The study also has certain obvious limitations. First, as already stated, the ART should not be used as a diagnostic test for aphasia, since some of the scored items may also be affected by dysarthria, speech apraxia, buccofacial apraxia, ideomotor apraxia, executive dysfunction, or attentional fluctuations. Second, the 3-month language outcome was based on the AHS, an unpublished verbal communication handicap score adapted from the modified Rankin score. However, more than half of the patients had a BDAE 3 months post-stroke, and the ART appeared to be in good agreement with the BDAE aphasia severity rating scale. Third, since the ART was developed in French, although it was designed to be easy to translate, it needs to be tested and validated in other languages by independent studies. Finally, the ART has not been directly compared with comprehensive aphasia rating scales, and does not allow us to classify patients in classic aphasic syndromes.
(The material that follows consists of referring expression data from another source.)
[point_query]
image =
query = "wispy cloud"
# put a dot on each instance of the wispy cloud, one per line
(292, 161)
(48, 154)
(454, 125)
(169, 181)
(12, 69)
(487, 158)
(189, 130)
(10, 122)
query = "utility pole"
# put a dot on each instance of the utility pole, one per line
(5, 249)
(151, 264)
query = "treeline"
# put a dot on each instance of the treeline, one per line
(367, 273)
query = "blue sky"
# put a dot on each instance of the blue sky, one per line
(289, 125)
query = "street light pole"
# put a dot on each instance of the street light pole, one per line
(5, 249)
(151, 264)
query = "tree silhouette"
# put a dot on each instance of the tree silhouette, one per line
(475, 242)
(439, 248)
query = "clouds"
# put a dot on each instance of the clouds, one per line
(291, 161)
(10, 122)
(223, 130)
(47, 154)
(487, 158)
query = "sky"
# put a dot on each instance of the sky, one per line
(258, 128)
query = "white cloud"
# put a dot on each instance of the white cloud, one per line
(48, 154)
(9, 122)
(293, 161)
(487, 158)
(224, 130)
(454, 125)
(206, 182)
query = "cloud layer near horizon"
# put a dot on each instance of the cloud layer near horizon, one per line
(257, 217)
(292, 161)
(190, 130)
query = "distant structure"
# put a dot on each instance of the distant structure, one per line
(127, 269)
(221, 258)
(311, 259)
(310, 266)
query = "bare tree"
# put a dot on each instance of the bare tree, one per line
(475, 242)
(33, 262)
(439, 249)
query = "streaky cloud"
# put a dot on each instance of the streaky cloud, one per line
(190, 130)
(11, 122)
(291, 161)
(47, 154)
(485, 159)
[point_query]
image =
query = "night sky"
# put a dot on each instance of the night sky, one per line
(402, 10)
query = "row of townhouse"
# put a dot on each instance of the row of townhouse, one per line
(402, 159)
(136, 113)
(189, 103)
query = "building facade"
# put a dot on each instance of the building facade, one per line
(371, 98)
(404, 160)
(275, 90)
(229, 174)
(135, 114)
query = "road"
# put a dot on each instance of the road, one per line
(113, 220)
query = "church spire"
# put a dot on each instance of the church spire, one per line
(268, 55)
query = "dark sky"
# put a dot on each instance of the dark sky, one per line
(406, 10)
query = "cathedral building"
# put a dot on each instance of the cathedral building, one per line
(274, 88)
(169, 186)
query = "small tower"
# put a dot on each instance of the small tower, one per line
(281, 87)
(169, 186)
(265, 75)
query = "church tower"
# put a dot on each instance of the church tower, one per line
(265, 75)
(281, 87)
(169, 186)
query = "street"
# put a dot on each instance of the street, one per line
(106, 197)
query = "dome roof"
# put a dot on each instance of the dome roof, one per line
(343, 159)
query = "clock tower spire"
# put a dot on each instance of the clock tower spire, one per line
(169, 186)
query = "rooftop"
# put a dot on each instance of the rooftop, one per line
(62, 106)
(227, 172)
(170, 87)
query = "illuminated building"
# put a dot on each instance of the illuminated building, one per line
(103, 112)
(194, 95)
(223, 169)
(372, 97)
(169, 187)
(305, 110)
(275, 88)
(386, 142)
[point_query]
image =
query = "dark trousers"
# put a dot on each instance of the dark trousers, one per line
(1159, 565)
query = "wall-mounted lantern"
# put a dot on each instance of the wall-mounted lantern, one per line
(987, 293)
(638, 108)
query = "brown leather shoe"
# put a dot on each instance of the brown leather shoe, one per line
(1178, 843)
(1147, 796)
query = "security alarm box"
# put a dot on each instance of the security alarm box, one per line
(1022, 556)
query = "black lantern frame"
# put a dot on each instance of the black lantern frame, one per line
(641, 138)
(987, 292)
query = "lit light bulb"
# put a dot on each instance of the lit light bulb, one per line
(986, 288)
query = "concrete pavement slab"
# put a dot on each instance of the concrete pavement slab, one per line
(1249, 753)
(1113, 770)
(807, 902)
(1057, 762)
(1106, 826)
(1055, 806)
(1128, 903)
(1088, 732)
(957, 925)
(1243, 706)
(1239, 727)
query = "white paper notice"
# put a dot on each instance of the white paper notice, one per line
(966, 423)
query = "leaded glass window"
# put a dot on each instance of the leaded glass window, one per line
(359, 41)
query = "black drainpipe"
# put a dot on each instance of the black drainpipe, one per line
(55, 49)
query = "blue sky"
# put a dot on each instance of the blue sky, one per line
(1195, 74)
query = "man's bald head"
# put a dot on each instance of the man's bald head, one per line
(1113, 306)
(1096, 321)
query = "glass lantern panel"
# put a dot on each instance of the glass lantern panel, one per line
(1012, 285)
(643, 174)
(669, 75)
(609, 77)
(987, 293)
Considering that our subjects are consecutive acute stroke patients, such an analysis may not be feasible, and in any case, the use of ART scoring in an acute stroke unit cannot and should not replace comprehensive language assessment in stabilized patients in speech therapy departments.

In summary, the ART appears to be a simple, rapid, and reproducible language-focused stroke scale to quantify the severity of initial aphasia and to monitor early changes in acute stroke patients. It is an accurate predictor of verbal communication outcome at three months. This may be of importance for patient stratification in future trials testing the effect of early therapeutic intervention after stroke on aphasia recovery. In addition, since the only language-specific items on the test are three words and one sentence to be repeated, it should be easy to adapt to other languages.